DISQUS

newcritics: The terrible loneliness of being free

  • The Viscount · 2 years ago
    I saw the film when it was in theaters. I didn't see much of the nuance back then that you have so deftly described, but I liked it all the same. My friend and co-worker (who was some 25 years older,) was from the Soviet Union. He had managed to get out in the mid-seventies. I remember thinking during the movie that I couldn't wait to ask him his opinion.

    "I don't like!"

    "Why not?"

    "It vas bullshit propaganda!"

    "Really?"

    "I deedn't like za way zey showed life in Soviet Union."

    "Oh.
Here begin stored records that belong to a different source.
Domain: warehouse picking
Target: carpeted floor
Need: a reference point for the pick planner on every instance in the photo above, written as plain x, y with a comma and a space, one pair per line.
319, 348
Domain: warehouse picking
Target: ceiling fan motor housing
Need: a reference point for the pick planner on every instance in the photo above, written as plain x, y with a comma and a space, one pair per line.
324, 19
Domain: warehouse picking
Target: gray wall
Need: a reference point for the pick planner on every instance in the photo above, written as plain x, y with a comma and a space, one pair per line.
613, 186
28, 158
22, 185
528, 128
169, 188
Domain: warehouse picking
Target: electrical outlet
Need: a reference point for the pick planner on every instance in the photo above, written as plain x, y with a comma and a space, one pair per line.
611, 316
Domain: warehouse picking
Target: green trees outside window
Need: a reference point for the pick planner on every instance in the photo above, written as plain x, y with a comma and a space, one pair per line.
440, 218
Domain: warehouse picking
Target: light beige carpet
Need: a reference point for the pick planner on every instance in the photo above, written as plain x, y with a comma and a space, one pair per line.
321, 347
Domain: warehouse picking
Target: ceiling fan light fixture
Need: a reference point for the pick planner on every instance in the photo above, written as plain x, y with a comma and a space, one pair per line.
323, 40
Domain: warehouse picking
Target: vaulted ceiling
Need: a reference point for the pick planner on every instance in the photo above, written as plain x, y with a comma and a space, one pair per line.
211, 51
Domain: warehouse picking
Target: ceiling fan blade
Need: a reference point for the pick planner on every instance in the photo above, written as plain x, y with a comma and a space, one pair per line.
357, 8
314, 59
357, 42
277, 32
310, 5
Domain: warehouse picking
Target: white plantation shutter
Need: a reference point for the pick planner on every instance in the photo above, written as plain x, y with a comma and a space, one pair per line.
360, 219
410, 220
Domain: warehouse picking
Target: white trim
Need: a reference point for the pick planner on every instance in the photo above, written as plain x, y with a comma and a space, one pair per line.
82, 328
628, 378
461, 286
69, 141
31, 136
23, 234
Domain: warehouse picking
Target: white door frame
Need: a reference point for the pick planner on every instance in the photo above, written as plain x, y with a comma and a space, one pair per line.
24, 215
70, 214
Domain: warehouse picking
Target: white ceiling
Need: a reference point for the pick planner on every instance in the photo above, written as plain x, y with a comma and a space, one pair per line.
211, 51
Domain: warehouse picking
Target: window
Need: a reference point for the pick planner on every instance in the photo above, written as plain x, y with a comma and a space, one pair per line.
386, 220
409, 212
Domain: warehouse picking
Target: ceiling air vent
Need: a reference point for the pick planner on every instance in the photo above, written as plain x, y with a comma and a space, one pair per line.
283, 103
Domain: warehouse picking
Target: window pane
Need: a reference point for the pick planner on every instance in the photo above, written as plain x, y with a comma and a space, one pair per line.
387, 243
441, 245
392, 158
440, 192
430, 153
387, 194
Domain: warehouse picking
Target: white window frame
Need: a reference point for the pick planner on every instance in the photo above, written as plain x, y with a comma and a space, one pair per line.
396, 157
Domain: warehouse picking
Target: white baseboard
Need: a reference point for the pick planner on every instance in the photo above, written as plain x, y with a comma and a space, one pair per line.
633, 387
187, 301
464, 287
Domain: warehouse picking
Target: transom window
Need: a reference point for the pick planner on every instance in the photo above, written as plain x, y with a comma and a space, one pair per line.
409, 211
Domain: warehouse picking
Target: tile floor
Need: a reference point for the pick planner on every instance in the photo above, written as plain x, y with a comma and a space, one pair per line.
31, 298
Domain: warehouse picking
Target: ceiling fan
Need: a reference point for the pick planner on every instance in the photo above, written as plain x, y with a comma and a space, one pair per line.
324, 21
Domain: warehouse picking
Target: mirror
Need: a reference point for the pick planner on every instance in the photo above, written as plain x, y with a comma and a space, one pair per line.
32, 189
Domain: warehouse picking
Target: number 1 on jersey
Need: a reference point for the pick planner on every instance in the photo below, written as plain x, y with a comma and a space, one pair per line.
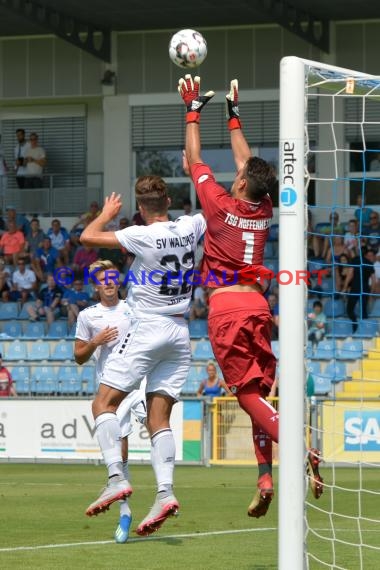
249, 238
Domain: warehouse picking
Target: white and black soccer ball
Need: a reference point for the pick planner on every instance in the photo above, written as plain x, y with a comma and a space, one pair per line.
187, 48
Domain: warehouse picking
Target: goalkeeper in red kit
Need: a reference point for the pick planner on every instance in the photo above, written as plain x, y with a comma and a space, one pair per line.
239, 316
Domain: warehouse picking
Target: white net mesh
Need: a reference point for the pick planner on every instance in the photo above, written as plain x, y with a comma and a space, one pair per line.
342, 171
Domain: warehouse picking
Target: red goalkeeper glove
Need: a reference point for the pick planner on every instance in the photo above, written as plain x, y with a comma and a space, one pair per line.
232, 99
189, 91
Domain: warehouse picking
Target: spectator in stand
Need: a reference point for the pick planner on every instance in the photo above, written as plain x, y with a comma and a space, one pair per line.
35, 160
274, 311
343, 274
12, 244
83, 258
7, 388
362, 213
20, 220
3, 171
20, 153
199, 306
317, 324
34, 238
352, 238
48, 302
361, 274
24, 283
75, 300
60, 239
5, 274
45, 260
336, 250
213, 385
372, 232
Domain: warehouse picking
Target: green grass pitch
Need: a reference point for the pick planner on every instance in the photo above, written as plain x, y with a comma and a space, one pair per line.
45, 504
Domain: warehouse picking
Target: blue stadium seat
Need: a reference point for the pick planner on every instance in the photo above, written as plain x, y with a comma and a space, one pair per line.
339, 328
375, 309
40, 350
367, 329
325, 350
12, 329
16, 351
334, 308
57, 330
313, 367
69, 381
322, 384
203, 351
46, 380
8, 311
336, 371
194, 378
21, 377
198, 328
34, 330
88, 379
63, 351
351, 350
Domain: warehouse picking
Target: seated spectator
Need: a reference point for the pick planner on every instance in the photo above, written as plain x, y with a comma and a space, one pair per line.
34, 238
343, 274
317, 323
336, 250
48, 302
362, 213
199, 306
5, 274
75, 300
274, 311
24, 284
352, 238
20, 220
60, 239
7, 387
35, 160
83, 258
45, 259
372, 232
212, 385
12, 244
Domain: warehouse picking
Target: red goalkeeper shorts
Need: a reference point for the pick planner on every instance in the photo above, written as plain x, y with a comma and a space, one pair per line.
240, 326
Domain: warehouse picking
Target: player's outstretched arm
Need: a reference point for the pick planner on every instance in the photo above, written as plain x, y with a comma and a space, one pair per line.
189, 91
94, 234
239, 145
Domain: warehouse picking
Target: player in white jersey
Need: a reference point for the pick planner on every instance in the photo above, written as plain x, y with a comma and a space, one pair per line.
99, 328
157, 344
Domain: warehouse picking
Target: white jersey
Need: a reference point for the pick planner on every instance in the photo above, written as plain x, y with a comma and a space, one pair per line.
159, 280
93, 320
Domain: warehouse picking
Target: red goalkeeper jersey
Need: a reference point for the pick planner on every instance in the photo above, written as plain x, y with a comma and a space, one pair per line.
236, 231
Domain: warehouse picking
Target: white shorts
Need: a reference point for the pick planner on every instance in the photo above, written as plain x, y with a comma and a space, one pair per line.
133, 403
158, 348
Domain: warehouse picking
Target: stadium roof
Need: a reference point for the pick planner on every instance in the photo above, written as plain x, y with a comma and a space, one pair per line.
35, 17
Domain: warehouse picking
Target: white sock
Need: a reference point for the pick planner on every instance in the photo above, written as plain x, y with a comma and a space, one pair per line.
163, 457
124, 509
126, 469
109, 437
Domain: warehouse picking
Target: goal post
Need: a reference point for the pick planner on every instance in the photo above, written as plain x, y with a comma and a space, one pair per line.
300, 80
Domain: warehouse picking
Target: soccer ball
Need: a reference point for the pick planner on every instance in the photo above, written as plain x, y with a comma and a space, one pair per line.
187, 48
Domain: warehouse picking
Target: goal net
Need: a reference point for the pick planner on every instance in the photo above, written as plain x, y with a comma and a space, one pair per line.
329, 175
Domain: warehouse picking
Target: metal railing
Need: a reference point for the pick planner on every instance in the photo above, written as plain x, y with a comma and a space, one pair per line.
62, 194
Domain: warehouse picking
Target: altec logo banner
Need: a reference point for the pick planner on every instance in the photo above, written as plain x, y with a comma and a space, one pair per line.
362, 430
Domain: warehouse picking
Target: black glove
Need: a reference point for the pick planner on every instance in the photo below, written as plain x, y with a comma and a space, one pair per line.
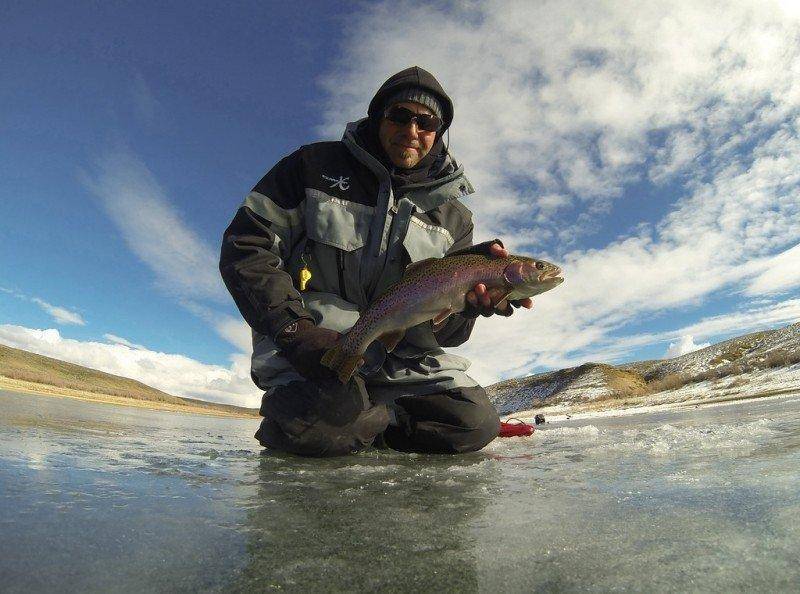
473, 311
304, 344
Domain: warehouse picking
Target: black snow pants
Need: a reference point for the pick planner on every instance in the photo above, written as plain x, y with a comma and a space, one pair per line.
330, 419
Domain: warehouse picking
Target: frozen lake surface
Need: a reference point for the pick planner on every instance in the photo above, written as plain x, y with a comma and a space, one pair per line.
102, 498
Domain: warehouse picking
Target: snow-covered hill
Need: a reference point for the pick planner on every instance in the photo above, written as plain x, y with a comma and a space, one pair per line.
748, 365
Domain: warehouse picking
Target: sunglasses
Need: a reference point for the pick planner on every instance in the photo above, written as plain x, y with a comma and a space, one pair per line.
403, 116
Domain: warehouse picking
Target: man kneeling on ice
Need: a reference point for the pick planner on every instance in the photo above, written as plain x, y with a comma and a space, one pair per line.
325, 232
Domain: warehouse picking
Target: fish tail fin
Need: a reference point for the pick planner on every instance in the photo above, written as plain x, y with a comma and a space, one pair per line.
341, 362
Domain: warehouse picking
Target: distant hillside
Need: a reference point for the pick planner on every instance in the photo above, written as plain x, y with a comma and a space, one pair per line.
22, 365
744, 359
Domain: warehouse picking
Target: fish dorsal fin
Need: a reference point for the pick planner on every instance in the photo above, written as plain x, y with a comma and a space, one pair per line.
419, 265
390, 339
442, 316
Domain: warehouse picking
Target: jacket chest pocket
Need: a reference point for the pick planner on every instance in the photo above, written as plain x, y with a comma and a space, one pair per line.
424, 240
336, 230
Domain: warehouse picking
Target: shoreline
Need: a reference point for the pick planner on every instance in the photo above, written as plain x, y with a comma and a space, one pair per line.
557, 413
26, 387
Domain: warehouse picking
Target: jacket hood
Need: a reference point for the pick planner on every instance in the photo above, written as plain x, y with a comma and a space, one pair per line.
411, 77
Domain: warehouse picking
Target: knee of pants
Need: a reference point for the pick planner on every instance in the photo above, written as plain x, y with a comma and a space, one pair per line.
479, 429
316, 438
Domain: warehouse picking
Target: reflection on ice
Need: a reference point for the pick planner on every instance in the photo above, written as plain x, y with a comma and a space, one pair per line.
131, 500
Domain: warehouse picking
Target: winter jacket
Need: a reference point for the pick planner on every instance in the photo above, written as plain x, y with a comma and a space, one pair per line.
334, 209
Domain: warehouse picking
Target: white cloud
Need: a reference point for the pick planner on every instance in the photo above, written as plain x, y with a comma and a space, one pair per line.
113, 338
684, 345
699, 100
781, 273
175, 374
153, 229
60, 315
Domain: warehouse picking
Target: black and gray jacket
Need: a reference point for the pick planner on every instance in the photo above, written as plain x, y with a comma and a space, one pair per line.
331, 207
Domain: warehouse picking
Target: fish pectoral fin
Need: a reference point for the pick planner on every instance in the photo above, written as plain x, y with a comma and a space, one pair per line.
442, 316
420, 264
390, 339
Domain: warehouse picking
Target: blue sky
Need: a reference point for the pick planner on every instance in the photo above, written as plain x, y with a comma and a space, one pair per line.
653, 153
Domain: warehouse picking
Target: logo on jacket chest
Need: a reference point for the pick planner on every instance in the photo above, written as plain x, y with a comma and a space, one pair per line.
342, 182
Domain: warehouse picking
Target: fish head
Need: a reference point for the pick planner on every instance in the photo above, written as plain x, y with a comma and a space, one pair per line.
526, 277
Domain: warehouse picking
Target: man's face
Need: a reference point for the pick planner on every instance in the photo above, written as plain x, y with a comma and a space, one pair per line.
406, 144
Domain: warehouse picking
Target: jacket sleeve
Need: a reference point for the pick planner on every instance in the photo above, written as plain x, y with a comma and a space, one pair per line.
457, 329
258, 243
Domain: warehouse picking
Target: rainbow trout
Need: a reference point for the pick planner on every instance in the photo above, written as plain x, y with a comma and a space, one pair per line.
433, 289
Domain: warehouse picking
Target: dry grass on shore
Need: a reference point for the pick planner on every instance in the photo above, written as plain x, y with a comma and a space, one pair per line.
28, 372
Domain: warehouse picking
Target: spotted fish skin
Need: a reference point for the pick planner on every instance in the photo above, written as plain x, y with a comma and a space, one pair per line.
431, 290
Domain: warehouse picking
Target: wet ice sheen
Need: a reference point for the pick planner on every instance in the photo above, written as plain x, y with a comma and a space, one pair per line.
104, 498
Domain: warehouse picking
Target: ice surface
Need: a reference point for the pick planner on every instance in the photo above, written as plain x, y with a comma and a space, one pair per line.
104, 498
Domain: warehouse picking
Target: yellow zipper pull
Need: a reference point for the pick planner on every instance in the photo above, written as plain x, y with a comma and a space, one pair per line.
305, 273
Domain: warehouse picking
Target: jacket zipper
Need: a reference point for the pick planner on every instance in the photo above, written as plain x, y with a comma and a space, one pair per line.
340, 268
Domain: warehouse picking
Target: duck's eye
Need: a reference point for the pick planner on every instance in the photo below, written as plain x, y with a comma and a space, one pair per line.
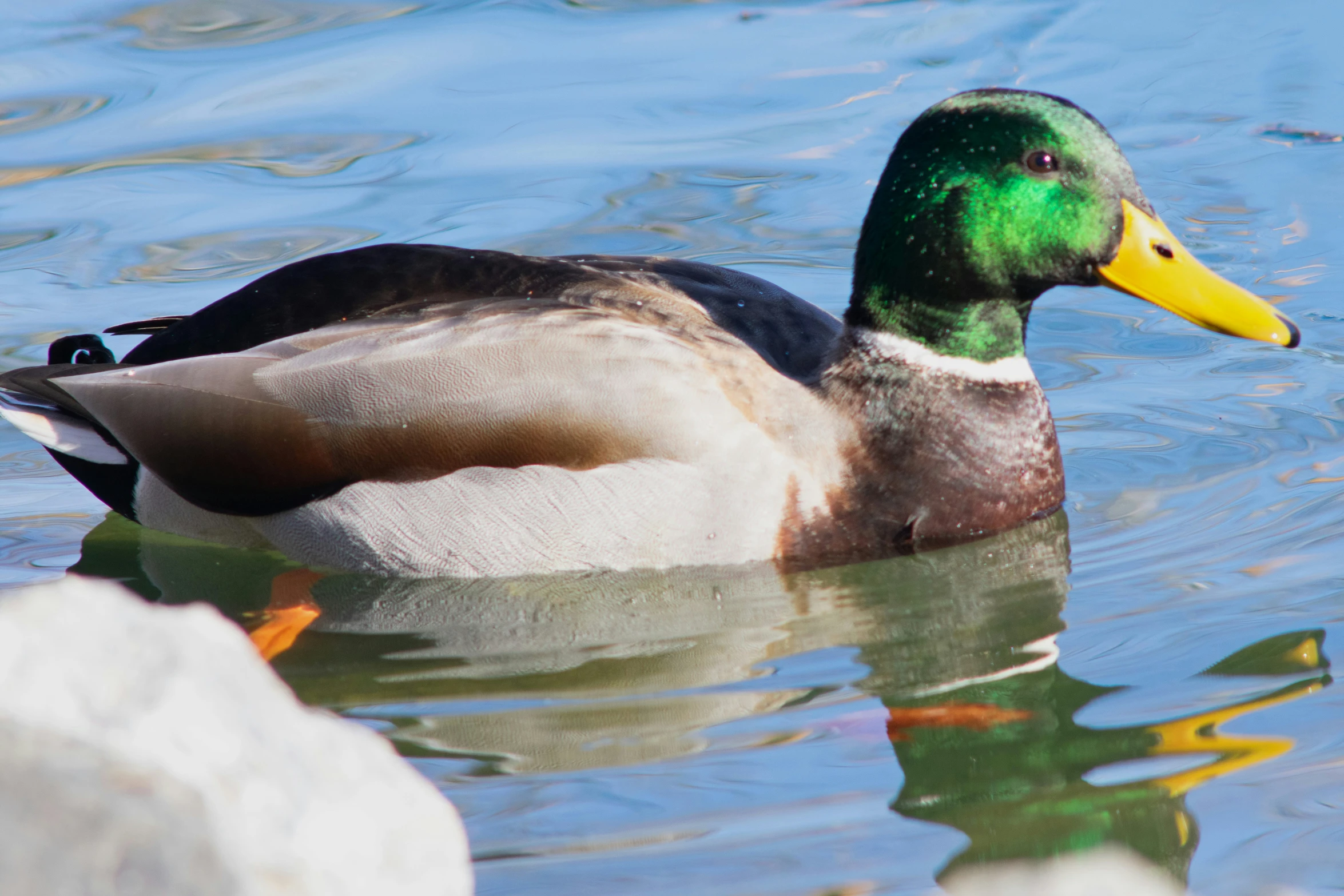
1042, 162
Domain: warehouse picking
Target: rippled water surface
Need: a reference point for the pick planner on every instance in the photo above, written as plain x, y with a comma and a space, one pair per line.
1152, 670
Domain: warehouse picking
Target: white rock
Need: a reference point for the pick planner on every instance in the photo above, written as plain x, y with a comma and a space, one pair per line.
1108, 871
150, 750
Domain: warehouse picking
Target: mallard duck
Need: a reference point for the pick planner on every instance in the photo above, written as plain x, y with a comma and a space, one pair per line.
428, 410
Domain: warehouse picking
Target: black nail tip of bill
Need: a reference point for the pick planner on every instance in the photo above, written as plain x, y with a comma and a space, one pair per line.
1295, 336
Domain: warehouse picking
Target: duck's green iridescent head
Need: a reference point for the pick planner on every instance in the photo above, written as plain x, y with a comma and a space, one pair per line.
993, 197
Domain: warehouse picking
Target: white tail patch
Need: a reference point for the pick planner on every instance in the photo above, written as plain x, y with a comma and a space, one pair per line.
61, 433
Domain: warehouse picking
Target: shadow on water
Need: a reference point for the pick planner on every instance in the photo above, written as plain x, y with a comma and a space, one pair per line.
602, 671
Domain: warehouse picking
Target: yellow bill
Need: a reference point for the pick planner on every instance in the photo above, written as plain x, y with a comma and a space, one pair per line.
1154, 266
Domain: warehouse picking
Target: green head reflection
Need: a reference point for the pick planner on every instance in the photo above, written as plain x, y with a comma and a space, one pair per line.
992, 736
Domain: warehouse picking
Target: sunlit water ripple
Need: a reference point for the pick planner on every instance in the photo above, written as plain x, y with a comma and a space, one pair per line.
733, 731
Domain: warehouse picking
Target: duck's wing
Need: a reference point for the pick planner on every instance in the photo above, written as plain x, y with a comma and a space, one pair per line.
786, 332
503, 383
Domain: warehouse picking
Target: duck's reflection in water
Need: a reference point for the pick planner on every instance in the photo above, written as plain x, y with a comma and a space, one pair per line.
592, 671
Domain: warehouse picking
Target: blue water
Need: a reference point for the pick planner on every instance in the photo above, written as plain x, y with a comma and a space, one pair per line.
726, 731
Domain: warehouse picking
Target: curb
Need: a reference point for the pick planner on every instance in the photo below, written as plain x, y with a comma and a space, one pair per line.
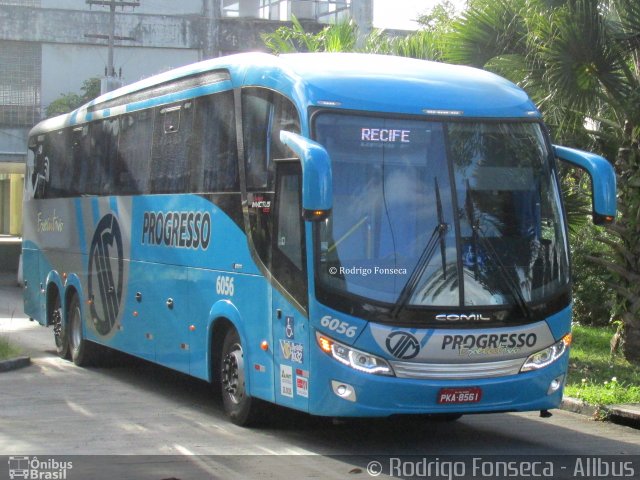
628, 415
14, 363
Not so bad there?"

    "NOT SO BAD??? IT VAS VORSE! Zey made life in Soviet Union seem LIVE-ABLE!"

    Not surprisingly, while he loved it here, he had a hard time with Americans.

    "In Soviet Union, we had to fight for every tiny scrap of freedom! Here, you have all za freedom in za world, and you don't appreciate. You shit on freedom as if it is vorthless!"
  • Dan Leo · 2 years ago
    Ah, Viscount, what a great little story. For some reason this anecdote reminds me again of how I felt when I first saw photos of Americans putting hoods over prisoners' heads. How did Americans become the sort of people who put hoods over prisoners' heads? And then of course it just got worse. My WWII vet dad would have been fucking outraged.

    And Lance, thanks for reminding us of this movie, which I also haven't seen in ages.
  • Tom Watson · 2 years ago
    Great piece Lance and I think your interpretation is right on (like the Viscount, I was just munching popcorn and digging the performances 23 years ago).

    I think it's definately a movie of its time - defection, so quaint, my kids wouldn't get it - but the freedom theme....Yeah, that's out there. I think Mazursky had the same theme in mind two years later with Down and Out in Beverly Hills, only instead of global politics, it was the clas/money line - ie, what's really free?

    Nick Nolte's character was all about freedom - Bette Midler had none.
  • Lance Mannion · 2 years ago
    Dan, I don't want to make too much of it, but it's a small gem of a film, if not a minor classic of the last 25 years.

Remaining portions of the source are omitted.